In my freshman seminar, I encounter a few students who resist unfamiliar books. “It’s too long—I don’t like long books.” “I never heard of the author.” “I don’t read non-fiction.” “I’ve never read any kind of philosophy.” Behind this resistance is often the dread of being bored. Some take the risk and read deeply and engage with the book whether or not they entirely like it. Others guarantee boredom by skimming, getting the result they dreaded in the first place.

My book club makes me venture beyond books I would choose for myself, and through them I’ve expanded my reading horizons. How big a risk is it, after all, to read a book I might not like, or to read outside my habitual patterns? If I truly dislike a book, I give myself permission to stop reading after forty or fifty pages, but that’s a decision I’ve only made once with a book club selection.

Over the years the club has chosen books some books we all loved, many we disagreed on, and a few we unanimously didn’t like. The nonfiction book Winged Obsession, about a collector and seller of illegal and endangered butterflies, sounded great in reviews and in blurbs from established authors, but every single one of us thought it was poorly written in spite of the solid research. (It was still worth reading. I learned a great deal about butterflies and about law enforcement in Fish and Wildlife.) The humorous indie novel The Scottish Movie delighted us all with its quirky insider’s look at the movie industry. The book isn’t famous nor is it blurbed by the famous, but it was fun.  It’s the only indie book we’ve read as a club and I remember how amazed the other members were when they saw the price. An e-book for $2.99? I read a lot of indie books, but they’re used to paying $7.99 or more. At that price, an unfamiliar author wasn’t much of a risk for them.

Expensive risks are the hardest. The decision to move. The decision to open a business. To travel to a new place. Some of my yoga teacher friends have been to India. One of them had a blissful experience, staying in an ashram where tiny tame deer came to the patio. The other got some kind of fungal infection and spent the whole trip sick—and yet, she didn’t regret the journey. Its lessons were profound.

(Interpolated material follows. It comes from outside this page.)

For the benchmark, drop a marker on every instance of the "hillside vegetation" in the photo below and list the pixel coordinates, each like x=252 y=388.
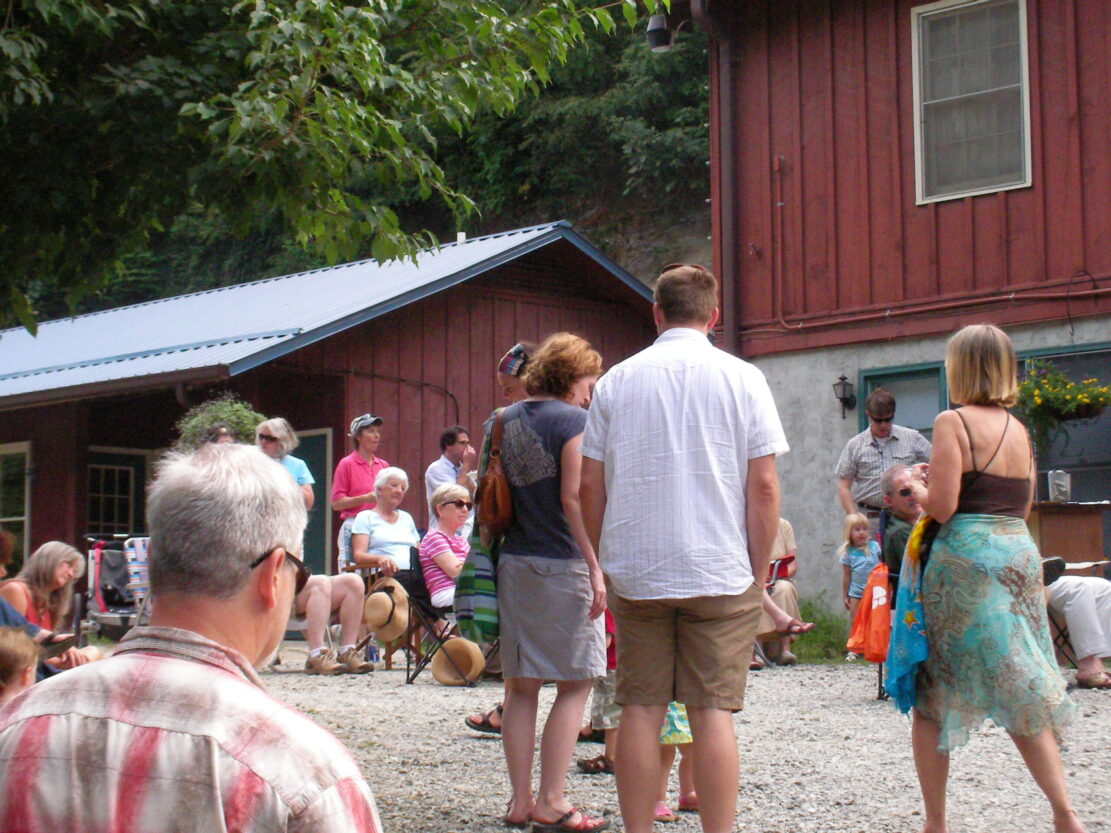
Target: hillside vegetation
x=617 y=143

Some of the risks people take on a daily basis are so comfortable they feel safe. The phone is familiar, and so is the car. I remember riding with a friend who took both hands off the wheel while driving on a curving road—one hand to shift gears and one hand on his phone. When I pointed out what he’d done, he acknowledged that he hadn’t even noticed. That’s what’s risky: not noticing. While we need some routines and habits, going through life without paying attention is dangerous. We risk our lives with distracted driving, risk boredom by skimming the surface of books or experiences, or risk missing a new experience altogether by not even realizing we could have it.

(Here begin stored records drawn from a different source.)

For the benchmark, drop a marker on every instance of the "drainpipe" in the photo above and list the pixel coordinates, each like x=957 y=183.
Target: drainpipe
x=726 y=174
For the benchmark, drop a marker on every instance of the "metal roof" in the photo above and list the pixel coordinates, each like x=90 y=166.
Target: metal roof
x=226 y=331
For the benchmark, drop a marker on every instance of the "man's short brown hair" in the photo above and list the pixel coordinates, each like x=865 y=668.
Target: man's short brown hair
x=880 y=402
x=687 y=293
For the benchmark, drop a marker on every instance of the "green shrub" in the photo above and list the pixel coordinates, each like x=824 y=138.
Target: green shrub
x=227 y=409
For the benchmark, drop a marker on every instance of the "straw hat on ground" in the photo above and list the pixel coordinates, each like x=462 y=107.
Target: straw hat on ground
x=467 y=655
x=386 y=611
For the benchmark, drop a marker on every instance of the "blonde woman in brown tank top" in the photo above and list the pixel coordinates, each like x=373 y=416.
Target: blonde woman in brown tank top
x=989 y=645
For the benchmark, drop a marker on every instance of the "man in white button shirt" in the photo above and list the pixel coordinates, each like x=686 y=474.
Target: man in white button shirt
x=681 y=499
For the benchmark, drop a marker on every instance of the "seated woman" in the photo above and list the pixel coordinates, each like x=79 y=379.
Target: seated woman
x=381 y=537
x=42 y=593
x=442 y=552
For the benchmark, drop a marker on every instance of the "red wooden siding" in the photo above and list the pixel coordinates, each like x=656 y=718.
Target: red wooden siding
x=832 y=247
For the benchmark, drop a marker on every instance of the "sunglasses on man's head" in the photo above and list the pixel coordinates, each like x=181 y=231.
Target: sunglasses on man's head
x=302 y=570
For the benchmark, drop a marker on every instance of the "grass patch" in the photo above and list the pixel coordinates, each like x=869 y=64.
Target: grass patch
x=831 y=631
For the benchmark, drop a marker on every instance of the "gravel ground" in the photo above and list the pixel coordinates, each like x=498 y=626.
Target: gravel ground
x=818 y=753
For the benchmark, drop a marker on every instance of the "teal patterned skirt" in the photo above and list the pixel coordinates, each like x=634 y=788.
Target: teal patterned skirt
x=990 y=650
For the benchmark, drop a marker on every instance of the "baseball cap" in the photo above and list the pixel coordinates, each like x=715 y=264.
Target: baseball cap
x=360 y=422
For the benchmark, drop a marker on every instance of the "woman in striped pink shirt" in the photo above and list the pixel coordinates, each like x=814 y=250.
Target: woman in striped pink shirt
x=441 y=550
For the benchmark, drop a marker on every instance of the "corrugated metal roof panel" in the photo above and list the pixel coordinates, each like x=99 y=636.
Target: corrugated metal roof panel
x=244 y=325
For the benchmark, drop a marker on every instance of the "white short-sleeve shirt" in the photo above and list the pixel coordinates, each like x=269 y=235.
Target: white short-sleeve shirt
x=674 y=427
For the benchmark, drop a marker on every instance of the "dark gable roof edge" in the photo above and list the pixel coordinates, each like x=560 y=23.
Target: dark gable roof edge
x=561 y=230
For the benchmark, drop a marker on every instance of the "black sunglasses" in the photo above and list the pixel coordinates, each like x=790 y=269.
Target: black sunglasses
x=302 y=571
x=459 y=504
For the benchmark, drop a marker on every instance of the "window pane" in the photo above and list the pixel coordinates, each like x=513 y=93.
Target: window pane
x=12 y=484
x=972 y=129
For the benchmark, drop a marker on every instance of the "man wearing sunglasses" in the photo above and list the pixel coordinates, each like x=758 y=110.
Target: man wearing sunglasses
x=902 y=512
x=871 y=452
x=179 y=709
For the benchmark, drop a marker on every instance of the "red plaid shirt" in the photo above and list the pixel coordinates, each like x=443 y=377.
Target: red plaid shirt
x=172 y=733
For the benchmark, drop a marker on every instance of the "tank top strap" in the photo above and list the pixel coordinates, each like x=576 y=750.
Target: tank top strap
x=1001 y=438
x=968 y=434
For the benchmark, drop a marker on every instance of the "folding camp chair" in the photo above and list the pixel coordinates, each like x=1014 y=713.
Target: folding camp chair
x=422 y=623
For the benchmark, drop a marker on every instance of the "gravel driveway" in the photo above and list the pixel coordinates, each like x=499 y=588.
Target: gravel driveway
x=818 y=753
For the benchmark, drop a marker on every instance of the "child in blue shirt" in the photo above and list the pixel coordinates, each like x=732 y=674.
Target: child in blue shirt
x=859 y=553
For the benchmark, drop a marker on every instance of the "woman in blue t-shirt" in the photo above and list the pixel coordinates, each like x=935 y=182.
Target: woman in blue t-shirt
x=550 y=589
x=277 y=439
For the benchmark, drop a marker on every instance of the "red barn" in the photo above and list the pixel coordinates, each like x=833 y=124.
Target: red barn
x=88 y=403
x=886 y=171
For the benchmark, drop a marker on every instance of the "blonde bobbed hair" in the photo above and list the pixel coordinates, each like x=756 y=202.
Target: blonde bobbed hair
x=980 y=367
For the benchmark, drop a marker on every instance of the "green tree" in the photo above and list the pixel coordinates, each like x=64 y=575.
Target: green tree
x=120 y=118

My last book club gathering included an off-topic discussion of the various unexpected new things members’ aging parents were doing. Making maple syrup. Taking water aerobics. Learning to paint. I have a seventy-nine-year-old man in my Gentle Yoga class who is learning this skill for the first time. Everyday novelties can open doors and break old patterns.

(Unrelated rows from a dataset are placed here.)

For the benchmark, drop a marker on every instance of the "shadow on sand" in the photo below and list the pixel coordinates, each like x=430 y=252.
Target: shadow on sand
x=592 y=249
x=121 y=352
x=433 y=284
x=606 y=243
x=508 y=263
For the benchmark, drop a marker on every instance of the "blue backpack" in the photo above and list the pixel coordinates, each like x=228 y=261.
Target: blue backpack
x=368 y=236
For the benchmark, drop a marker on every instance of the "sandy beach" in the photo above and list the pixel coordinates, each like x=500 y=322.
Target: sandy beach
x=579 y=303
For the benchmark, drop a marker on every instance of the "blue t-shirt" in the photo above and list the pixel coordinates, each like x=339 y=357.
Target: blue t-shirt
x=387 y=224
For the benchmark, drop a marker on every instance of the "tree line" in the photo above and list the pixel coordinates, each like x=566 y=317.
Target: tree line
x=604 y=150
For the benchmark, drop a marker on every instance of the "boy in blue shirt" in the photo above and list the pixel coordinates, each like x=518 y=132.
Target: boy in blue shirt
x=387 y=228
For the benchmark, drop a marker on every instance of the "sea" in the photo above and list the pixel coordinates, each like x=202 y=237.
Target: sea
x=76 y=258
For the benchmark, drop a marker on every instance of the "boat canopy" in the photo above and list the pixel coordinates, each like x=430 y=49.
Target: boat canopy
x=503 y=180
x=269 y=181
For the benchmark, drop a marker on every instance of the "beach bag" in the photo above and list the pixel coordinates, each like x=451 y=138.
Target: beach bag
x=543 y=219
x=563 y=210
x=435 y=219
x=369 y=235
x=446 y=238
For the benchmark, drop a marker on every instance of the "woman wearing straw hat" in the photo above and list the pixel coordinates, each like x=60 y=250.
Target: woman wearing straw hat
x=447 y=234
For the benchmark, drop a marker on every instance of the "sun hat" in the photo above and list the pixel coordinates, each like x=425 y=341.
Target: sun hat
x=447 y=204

A few years ago I read a study done by a professor at Northern Arizona University on inducing happiness. His experiment involved having people do random acts of kindness, take on small achievable new goals and reach them, and make minor variations in their routines. Compared to a control group, the people who made these little changes became measurably happier.

Taking minor risks like trying new books, activities or foods can add up. When I try something new and different, not only do I feel the satisfaction of achievement but the quality of my attention changes. With awareness, even the familiar can become new and different.